Two weeks before the worldwide opening of One Direction: This Is Us, Morgan Spurlock's road trip with the world's biggest boy band, Channel 4 aired Crazy About One Direction, which followed some of Harry Styles, Louis Tomlinson, Liam Payne, Zayn Malik, and Niall Horan's most ardent fans as they obsessively tweeted, tracked the boys' every move, and shipped Larry (i.e. fantasized publicly that Louis and Harry are lovers).
The broadcast unleashed a torrent of social media hate from Directioners who said Crazy About One Direction made them look, well, crazy. The Twitter barrage included threats to its director, Brighton-based documentary veteran Daisy Asquith, and a bizarre meme blaming the movie for a supposed rash of suicides among Larry shippers. This was far crazier than anything in the film, an incisive and often quite sweet portrait of superfandom that was clearly on its subjects' side even as it detailed some of their more OTT behaviour. (You can still catch it at 4oD.)
Spurlock, best known for comedic, corporate-tweaking participatory docs like Super Size Me and The Greatest Movie Ever Sold, might have seemed an odd choice to document an X Factor-born global pop explosion. Was he the right one? Given Asquith's immersion in One Direction mania, we wanted to get her take on This Is Us. (You can read the full interview at MusicFilmWeb.com.)
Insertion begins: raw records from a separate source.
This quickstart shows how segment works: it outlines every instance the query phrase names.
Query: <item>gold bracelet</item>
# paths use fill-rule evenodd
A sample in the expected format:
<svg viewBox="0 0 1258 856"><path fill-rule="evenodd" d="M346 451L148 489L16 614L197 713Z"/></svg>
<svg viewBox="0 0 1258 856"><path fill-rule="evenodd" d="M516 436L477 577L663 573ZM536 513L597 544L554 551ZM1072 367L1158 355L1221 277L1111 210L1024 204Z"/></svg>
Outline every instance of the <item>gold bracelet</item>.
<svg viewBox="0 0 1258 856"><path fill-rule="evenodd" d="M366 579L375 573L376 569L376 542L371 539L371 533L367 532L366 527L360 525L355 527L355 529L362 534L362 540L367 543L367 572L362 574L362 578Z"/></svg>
What did you think of the movie?
I thought Liam's review of it, which he accidentally gave us all a few days before it came out, was the best one. In response to all the girls talking about [Crazy About One Direction] and how much they hated it, he tweeted that all documentaries are constructed, dramatised bullshit. And I thought, oh my god, I can't believe he's written that a few days before his documentary comes out. But it was constructed bullshit, unfortunately. I couldn't believe how much it was. That was really disappointing. [One Direction] going camping, going fishing, that sort of thing - peddling the idea of them as these wholesome boys. No one ever could say what they really felt. It was a giant promo.
Did you think that because it was Morgan Spurlock it was going to rise above the usual PR/commercial concerns?
I hoped they would embrace the subversive side of Morgan Spurlock and make a film that makes a virtue of that - that he's allowed in a way to question the situation. That obviously didn't happen. The boys have been selling it as an intimate film where "you get to know us," which is obviously clever - that's what the fans want. But it was also what I wanted. Anyone who likes documentary would want that. I thought maybe if Morgan taught them something about what makes good documentary, they might have bought into it.
If you take the Spurlock question out of the equation - the question of what he might have brought to it based on his past work - did it fail as a movie about a pop phenomenon?
Well, it doesn't fail as a movie for the fans - obviously they're going to love it. It's very unchallenging, there's plenty of shots of the boys with their shirts off. I understand that.
It's a good thing we did make our film when we did, because the fans have no voice at all in this film. Their excitement is explained away in two lines by a neuroscientist [laughs]. They're only allowed to be this anonymous mass of love.
Have you ever seen a One Direction gig?
I've been to a few. Those gigs are exciting, they're fun. In a way the problem with the [concert] footage [in This Is Us] is it's with the boys. You're not in the audience, therefore you don't get the excitement of being with thousands of other girls.
Does that render it ineffective as a concert film?
I think the film will work if the cinemas are full of really excited girls, but I don't think it's exciting in itself. The concerts are brilliant because of the level of excitement in the audience. I suppose it's a brilliant way for girls who can't afford the concert tickets, which are unbelievably, exclusively priced - it provides a service to those girls. I wouldn't want them not to have that. I just wish it was a little bit wittier. Those girls are very knowing about the situation they're a part of. They're actually very wise and funny about it, but the movie never goes there.
Which begs the question, why hire Morgan Spurlock? Unless you're just hiring him to lend credibility to what you're going to do anyway.
I guess that's what they were doing, yeah. And I wonder if Morgan Spurlock totally understood that. He probably did. When I was at Wembley - they were doing this press conference at Wembley, Morgan Spurlock's crew was there and I was there. It was the only time we were in the same place. And I checked into my appalling hotel around the corner and I wondered where Morgan Spurlock was staying, and which one of us was the bigger fool that night.